Usage of pipeline ... and error when trying recursive update

sappelhoff commented 5 years ago

Hi, I am trying to turn an OSF directory into a git annex repository and datalad-osf seems to be great for this.

I am not entirely sure whether this would work as I think it would, basically I expect:

Make a new directory and call datalad create
call update_recursive with my OSF key and the directory I want to be git annexed
upload the new directory e.g., to GitHub and get the repository URL
be able to pass this URL to datalad install and get data (that is stored on OSF, but indexed in my git annex repository)
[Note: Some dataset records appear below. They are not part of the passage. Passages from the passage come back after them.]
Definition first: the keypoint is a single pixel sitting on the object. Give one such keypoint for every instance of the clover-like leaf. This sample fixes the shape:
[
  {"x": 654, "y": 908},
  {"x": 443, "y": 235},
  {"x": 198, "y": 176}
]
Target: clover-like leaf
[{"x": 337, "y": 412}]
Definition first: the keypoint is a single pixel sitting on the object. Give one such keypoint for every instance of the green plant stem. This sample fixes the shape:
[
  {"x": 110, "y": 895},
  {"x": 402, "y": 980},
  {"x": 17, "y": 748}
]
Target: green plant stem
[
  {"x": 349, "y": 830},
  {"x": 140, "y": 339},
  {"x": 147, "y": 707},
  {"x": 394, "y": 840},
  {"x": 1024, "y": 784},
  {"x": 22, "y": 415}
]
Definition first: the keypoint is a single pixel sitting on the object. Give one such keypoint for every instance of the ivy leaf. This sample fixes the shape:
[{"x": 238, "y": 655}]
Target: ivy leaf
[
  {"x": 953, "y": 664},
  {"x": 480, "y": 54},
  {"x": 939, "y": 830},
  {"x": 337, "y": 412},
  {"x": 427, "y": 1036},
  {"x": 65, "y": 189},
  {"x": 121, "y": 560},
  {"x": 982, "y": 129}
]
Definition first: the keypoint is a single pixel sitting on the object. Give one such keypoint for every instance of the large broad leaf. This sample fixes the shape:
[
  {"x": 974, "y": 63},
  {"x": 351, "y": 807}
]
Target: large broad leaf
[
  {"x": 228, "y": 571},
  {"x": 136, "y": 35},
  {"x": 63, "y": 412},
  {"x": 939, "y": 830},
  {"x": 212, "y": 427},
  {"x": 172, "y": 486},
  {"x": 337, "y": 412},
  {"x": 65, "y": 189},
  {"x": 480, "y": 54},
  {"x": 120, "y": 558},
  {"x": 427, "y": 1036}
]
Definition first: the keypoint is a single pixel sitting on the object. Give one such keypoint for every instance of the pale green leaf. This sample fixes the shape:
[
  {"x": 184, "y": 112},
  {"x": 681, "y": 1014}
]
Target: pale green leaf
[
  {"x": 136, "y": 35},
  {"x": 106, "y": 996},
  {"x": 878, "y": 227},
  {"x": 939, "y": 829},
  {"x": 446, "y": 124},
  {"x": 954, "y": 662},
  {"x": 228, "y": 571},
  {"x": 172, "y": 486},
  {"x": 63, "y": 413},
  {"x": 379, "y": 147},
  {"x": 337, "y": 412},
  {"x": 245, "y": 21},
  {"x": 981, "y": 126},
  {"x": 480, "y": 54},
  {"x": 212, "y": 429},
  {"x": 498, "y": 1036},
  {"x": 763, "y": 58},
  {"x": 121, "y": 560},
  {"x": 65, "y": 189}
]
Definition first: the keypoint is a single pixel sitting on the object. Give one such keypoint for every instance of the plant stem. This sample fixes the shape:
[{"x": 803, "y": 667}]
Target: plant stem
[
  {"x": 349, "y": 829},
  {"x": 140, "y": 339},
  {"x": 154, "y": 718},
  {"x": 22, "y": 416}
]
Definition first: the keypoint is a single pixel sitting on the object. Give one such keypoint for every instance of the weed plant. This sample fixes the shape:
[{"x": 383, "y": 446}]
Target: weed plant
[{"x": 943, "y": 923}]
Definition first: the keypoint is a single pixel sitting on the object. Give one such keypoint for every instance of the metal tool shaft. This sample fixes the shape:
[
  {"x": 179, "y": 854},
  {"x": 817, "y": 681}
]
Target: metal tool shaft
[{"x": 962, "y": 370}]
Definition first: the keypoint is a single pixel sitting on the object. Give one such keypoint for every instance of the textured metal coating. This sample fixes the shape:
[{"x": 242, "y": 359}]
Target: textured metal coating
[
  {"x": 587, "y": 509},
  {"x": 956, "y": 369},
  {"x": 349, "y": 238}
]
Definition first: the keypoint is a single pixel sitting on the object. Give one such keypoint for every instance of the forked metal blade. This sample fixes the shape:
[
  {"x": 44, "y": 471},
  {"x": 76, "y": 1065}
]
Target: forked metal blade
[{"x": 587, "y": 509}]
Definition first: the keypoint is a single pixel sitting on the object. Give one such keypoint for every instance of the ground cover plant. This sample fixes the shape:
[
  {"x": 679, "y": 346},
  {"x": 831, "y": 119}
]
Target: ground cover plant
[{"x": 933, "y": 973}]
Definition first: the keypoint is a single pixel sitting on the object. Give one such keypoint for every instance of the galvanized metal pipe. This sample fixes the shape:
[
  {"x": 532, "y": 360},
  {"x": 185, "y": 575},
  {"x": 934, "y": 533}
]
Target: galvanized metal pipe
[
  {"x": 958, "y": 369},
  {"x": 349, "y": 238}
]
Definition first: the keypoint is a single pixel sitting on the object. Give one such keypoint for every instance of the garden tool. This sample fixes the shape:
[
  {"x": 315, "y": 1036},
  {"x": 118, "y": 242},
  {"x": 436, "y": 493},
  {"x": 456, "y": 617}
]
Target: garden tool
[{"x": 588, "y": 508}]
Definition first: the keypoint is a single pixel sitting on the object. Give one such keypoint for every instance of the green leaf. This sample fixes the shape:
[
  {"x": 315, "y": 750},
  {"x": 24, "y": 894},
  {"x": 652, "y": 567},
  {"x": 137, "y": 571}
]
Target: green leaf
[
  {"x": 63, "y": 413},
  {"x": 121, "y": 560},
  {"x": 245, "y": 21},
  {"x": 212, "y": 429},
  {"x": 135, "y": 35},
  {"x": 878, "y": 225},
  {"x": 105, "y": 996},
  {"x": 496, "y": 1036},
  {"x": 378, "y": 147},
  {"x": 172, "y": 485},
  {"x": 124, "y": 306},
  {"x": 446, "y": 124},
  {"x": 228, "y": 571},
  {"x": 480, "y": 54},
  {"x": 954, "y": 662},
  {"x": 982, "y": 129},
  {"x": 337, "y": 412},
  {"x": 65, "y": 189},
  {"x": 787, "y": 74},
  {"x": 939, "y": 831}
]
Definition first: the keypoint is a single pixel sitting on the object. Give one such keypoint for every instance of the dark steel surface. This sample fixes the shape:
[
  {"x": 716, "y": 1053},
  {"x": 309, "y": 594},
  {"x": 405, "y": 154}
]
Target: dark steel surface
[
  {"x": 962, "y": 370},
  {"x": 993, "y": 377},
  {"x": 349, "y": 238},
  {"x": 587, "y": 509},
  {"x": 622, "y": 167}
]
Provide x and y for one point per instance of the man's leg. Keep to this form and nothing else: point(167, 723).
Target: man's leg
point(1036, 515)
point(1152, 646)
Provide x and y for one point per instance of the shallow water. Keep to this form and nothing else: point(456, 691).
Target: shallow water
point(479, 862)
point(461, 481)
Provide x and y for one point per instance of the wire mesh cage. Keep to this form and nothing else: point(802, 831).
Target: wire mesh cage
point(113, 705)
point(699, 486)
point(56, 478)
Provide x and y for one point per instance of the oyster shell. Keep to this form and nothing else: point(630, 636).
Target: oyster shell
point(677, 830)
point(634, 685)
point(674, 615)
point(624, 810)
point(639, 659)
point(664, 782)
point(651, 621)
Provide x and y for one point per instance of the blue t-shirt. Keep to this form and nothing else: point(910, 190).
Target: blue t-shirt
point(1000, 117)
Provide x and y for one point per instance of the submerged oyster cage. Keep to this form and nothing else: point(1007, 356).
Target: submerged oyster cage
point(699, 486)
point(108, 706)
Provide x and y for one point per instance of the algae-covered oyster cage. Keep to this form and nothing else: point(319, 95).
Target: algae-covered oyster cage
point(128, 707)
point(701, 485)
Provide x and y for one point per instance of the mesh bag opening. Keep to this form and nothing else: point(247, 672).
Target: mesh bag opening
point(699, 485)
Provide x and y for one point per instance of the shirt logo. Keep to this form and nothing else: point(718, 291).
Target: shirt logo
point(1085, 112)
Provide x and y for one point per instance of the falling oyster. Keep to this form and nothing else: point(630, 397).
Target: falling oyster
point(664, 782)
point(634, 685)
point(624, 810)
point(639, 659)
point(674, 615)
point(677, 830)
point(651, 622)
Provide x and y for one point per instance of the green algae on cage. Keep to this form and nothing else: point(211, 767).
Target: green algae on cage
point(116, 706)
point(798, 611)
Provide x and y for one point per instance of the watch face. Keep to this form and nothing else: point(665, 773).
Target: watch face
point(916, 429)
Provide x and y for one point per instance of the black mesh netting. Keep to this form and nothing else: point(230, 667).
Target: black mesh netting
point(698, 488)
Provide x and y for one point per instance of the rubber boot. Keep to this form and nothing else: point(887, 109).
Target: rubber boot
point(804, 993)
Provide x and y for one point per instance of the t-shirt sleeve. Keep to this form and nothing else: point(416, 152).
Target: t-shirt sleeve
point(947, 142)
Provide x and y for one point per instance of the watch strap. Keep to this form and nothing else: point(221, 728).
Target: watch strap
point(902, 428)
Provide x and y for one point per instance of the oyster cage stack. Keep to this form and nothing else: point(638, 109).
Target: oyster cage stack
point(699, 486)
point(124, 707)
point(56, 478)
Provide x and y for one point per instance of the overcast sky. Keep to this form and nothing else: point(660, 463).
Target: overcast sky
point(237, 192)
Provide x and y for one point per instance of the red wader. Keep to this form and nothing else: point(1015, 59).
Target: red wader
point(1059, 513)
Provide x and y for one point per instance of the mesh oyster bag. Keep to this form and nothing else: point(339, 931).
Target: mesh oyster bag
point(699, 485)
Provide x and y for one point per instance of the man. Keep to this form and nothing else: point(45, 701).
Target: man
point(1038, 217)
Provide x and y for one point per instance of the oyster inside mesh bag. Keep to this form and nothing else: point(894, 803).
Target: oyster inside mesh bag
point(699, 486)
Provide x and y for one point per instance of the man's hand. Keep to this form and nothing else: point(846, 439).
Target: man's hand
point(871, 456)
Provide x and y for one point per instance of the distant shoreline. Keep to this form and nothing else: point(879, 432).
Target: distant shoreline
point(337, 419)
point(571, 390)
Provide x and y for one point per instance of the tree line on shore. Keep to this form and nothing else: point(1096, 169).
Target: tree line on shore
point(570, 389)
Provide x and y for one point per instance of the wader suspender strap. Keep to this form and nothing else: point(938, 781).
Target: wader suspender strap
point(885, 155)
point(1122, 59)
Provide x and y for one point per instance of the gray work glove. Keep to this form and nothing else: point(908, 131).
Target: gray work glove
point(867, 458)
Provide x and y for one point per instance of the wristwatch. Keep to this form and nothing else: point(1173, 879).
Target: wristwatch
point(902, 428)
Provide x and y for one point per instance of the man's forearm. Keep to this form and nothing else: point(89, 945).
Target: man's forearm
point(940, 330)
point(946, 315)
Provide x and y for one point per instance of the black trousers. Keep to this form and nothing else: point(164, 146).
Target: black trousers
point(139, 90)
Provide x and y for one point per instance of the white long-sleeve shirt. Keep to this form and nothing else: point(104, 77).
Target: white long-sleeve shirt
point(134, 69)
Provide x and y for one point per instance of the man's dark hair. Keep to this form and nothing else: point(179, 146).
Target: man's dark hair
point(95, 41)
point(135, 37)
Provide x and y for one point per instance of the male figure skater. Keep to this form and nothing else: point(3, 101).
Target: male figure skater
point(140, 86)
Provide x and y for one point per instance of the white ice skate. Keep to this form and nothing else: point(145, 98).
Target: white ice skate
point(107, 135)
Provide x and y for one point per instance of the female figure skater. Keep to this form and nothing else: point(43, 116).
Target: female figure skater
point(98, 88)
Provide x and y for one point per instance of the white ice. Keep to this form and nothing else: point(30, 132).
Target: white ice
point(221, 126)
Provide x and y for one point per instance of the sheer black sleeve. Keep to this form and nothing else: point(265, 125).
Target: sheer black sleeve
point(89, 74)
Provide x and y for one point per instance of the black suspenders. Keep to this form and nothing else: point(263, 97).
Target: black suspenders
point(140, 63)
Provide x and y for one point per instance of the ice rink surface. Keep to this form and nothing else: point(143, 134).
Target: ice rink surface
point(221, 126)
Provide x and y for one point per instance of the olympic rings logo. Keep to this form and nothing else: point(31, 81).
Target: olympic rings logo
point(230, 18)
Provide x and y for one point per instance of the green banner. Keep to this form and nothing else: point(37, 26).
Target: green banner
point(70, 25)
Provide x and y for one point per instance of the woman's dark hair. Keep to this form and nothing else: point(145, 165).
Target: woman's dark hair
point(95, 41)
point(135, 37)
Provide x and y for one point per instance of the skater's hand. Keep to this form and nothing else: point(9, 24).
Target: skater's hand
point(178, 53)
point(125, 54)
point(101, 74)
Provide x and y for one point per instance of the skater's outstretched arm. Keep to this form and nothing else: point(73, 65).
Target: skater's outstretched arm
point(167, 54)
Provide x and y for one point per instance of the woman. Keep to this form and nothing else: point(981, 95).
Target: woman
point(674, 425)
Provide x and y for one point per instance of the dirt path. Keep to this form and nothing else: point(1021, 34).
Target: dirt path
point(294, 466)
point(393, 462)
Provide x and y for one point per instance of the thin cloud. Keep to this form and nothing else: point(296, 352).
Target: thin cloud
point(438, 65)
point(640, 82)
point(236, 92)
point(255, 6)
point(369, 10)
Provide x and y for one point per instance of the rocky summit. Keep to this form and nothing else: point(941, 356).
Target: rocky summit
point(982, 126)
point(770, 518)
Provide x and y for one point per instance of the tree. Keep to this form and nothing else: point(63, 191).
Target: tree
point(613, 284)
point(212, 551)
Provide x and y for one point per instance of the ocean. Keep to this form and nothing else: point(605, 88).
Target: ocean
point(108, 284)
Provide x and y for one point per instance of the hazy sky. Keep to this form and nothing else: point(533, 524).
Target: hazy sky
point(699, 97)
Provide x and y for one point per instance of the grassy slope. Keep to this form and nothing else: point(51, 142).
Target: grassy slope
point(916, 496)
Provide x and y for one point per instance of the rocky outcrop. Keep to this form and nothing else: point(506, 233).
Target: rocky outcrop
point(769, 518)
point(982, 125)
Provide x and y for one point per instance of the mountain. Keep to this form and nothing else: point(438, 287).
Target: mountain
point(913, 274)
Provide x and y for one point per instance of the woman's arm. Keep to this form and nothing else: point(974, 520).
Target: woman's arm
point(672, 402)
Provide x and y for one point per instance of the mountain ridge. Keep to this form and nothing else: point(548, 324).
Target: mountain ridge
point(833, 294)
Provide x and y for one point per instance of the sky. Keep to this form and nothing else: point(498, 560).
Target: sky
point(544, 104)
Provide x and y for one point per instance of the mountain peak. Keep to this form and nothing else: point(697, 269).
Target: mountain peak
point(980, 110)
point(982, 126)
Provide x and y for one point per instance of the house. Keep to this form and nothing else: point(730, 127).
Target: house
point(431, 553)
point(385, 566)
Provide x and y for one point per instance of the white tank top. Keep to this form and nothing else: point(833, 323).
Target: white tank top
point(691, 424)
Can someone tell me whether I am just completely misunderstanding / misusing the pipeline? @yarikoptic @rciric

Is there a simpler way to achieve what I want?

Apart from this, this is also a bug report. Here are the steps to reproduce:

mkdir mystuff
cd mystuff
datalad create

into mystuff, put the following Python file try.py

key='cj2dr'
subset='eeg_matchingpennies'

import datalad_osf

datalad_osf.update_recursive(key, subset)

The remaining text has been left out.